I'll be avoiding the place like the plague (nothing new there then!)


----------



## kaz101 (Nov 29, 2007)

Wow I thought he'd given that up ages ago! I guess the fact that I know who you are talking about shows my age


----------



## Andy Capp (Oct 5, 2008)

Oh and just for those people who had know idea who "SNAP" are...

Remember this?






And for those that don't know Vanilla Ice...

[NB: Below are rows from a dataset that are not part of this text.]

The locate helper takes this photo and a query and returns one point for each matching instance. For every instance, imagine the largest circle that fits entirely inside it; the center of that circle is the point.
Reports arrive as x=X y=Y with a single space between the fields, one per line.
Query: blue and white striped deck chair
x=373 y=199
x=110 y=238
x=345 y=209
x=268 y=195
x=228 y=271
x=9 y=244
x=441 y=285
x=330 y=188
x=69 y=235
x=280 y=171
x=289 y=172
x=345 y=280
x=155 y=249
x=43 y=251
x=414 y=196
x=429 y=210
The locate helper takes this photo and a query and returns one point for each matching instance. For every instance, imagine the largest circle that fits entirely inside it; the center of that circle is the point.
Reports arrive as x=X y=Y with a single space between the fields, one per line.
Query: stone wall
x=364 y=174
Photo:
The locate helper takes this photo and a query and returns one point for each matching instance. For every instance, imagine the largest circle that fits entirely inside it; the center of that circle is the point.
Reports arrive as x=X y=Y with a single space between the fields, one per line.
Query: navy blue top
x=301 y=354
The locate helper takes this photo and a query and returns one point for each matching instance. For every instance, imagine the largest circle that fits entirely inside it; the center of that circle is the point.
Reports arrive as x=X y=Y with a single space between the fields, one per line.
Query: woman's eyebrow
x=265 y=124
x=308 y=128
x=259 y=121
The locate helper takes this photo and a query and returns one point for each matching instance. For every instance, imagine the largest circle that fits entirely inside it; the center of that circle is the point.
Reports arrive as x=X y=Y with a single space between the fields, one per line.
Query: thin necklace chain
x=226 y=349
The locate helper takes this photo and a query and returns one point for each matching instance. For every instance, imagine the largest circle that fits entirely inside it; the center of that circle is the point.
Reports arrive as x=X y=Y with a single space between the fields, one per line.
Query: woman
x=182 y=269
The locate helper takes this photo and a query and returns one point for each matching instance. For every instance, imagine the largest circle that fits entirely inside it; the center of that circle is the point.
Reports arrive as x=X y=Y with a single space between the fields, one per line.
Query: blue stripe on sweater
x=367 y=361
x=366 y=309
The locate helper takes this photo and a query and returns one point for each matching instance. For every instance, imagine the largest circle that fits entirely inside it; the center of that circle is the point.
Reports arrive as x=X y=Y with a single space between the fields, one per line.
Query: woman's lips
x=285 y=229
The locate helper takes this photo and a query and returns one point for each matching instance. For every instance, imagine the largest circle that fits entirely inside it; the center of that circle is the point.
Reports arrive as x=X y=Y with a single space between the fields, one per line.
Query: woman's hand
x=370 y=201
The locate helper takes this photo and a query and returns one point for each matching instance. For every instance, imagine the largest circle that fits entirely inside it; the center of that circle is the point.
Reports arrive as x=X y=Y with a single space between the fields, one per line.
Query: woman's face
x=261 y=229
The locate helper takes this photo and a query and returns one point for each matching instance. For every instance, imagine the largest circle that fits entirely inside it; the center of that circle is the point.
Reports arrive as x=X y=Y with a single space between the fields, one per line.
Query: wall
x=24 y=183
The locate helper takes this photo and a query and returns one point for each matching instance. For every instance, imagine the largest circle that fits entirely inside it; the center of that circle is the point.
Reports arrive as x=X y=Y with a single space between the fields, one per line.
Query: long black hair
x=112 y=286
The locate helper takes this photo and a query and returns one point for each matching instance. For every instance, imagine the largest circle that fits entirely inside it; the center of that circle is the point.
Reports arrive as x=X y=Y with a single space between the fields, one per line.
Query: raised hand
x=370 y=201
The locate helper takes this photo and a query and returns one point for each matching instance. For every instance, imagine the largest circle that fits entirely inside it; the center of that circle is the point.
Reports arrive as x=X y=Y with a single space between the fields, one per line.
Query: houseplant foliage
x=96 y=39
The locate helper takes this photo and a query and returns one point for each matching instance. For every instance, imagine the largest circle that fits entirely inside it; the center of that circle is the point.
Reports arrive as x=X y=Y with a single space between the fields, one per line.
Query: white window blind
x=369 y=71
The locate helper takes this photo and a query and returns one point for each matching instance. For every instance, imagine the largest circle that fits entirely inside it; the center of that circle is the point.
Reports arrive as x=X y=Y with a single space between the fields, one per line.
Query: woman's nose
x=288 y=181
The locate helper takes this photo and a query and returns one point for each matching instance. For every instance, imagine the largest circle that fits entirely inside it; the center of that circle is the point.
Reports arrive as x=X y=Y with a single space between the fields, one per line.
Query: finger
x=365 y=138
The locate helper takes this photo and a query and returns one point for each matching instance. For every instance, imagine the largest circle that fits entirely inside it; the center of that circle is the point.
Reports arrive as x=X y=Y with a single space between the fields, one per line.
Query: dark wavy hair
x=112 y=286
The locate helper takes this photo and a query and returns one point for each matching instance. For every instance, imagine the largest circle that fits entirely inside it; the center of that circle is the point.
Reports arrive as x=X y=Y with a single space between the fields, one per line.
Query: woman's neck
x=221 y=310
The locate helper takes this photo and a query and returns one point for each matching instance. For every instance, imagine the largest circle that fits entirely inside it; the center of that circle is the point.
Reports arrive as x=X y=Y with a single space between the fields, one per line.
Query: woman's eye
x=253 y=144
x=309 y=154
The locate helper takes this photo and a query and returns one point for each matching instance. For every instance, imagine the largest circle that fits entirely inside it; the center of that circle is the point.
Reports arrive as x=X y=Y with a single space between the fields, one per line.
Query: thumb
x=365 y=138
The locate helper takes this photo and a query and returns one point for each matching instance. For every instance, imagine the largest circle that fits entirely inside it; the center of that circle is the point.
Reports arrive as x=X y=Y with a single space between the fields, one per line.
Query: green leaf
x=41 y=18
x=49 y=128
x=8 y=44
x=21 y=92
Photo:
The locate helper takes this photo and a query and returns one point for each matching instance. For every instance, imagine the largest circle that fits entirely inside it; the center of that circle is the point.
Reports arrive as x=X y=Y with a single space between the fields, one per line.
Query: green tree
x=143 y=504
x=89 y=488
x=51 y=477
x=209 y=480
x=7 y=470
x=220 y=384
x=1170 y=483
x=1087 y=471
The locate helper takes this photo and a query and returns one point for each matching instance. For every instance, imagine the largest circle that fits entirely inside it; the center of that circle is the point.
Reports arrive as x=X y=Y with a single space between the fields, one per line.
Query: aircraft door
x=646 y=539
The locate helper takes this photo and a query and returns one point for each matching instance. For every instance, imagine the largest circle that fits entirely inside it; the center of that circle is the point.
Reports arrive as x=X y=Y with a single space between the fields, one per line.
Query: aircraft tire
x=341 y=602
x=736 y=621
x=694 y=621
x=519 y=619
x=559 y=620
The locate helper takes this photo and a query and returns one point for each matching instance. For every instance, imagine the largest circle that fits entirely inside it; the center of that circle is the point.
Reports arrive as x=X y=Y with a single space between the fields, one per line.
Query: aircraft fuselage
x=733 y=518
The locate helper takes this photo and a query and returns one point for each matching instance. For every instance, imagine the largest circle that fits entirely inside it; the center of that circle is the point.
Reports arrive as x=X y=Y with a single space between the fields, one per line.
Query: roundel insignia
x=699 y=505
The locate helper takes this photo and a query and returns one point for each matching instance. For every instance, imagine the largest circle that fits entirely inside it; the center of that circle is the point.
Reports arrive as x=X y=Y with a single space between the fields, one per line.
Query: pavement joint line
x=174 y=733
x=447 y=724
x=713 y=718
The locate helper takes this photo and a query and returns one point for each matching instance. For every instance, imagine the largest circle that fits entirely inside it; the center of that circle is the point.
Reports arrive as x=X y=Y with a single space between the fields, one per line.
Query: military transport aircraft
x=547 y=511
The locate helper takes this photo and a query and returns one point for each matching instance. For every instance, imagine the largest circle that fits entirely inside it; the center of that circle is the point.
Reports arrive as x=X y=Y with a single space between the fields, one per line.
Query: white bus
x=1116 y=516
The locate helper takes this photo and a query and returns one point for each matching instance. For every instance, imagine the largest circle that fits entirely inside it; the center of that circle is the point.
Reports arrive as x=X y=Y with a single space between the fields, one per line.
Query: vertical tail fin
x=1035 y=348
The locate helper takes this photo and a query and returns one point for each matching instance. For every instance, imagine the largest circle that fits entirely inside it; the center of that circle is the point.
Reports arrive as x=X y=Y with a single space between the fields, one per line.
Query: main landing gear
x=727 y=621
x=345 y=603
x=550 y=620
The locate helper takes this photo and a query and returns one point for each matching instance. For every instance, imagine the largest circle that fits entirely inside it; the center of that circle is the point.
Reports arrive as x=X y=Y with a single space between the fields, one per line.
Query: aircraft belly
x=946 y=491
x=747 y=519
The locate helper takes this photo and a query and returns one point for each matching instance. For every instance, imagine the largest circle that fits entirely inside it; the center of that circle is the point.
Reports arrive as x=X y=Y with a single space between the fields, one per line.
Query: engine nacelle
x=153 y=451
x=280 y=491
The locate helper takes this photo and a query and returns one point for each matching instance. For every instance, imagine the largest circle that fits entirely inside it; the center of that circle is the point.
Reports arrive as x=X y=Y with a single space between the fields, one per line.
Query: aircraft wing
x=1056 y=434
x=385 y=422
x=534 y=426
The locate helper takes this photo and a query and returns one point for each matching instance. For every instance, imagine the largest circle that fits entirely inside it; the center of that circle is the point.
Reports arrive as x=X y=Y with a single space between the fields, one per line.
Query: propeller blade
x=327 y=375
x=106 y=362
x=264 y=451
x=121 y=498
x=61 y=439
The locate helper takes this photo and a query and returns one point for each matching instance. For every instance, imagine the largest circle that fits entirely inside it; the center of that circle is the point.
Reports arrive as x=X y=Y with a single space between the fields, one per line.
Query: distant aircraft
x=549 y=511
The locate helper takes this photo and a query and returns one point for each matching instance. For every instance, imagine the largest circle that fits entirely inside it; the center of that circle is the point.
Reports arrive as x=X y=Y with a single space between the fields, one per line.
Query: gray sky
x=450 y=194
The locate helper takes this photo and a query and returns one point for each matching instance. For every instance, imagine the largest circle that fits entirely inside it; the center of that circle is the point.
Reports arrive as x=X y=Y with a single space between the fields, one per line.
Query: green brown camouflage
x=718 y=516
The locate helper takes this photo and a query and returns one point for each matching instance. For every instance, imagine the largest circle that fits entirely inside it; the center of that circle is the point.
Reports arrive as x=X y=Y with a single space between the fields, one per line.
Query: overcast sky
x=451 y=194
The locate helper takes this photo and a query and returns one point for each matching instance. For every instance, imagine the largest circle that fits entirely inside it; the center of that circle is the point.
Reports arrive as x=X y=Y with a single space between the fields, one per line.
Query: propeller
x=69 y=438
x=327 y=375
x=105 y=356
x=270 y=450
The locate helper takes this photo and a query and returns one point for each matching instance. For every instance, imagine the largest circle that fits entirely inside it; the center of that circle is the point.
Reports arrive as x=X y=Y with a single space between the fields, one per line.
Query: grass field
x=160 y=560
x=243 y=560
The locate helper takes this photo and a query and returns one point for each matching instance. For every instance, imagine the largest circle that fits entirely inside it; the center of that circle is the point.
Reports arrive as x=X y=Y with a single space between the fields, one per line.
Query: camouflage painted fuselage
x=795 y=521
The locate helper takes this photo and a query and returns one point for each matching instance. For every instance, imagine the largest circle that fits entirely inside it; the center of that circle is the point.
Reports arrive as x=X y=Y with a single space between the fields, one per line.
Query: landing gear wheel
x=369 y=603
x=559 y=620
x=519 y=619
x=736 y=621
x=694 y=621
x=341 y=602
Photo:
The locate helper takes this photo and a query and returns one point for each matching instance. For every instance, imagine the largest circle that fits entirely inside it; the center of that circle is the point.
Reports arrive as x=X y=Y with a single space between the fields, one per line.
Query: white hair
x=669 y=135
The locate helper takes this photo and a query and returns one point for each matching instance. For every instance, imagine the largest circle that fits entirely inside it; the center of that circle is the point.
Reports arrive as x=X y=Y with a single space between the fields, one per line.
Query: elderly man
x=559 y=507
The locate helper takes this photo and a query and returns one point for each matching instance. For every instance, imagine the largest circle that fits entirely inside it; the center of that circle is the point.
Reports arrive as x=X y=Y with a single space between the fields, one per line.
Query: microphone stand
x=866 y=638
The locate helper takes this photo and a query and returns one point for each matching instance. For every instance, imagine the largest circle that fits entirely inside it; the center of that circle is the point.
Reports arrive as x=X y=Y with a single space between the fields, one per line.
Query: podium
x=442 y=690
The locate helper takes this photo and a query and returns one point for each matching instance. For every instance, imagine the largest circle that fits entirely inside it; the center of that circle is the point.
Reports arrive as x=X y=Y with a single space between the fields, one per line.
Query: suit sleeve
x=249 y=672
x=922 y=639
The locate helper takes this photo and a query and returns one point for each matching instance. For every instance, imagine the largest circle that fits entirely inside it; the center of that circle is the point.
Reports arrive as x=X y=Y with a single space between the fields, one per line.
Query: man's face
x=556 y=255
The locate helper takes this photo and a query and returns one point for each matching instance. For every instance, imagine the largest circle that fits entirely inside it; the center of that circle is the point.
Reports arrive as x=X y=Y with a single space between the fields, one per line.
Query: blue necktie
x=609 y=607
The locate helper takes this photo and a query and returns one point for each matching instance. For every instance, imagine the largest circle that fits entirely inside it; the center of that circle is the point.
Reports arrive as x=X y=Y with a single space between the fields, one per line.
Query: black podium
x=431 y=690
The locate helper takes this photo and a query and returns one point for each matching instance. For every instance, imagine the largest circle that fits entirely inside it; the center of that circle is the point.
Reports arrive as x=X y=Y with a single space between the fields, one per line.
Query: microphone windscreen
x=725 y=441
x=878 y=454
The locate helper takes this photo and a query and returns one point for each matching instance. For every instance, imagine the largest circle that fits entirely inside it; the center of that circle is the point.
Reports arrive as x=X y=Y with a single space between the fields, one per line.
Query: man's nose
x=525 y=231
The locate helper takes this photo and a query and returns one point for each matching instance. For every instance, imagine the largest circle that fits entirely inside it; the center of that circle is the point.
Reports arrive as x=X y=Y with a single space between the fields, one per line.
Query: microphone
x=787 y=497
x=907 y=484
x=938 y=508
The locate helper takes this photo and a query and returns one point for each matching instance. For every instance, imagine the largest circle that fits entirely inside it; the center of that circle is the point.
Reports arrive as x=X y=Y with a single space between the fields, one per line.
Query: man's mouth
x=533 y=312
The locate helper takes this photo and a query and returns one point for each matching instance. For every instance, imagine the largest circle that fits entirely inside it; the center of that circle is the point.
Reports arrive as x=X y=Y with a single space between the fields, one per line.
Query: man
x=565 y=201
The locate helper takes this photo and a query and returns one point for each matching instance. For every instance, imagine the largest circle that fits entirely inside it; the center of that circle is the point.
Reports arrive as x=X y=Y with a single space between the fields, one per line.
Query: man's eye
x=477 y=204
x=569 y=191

This has been a public information post, AC bears no responsibility for any adverse reaction to the above videos....


----------



## Jynxgirl (Nov 27, 2009)

He wont do the ice ice baby song... at least he didnt last time I saw him perform in a high school gym


----------



## Elphaba (Jan 24, 2008)

Jynxgirl said:


> He wont do the ice ice baby song... at least he didnt last time I saw him perform in a high school gym


But that's the only one anyone knows!! 


I am really busy that night...

-


----------



## Andy Capp (Oct 5, 2008)

Washing your hair again Elph?

I think it's funny that Jinxy saw him in a high school gym - oh how the mighty have fallen! The question is, is Barnasty a step up or a step down for him?????


----------



## Mr Rossi (May 16, 2009)

Vanilla Ice, Snap and I saw a post the other day for Guru Josh and Sash - ooooh ambassador you are really spoiling us


----------



## oh! (Feb 24, 2010)

oooohhh and all this time I thought Vanilla Ice was cryogenically frozen...as last seen in Austin Powers...


----------



## CarlZA (Nov 12, 2008)

LOL - a South African brewery used Vanilla Ice in an add - quite a good add though - for Castle Light beer.


----------



## SBP (Jan 4, 2010)

Is he stalking Jynx? First her high school and now on the other side of the word where she tried to hide.......................


----------



## Jynxgirl (Nov 27, 2009)

I would say its a step up. 

He isnt so bad looking... I wont mind him stalking me a night or two


----------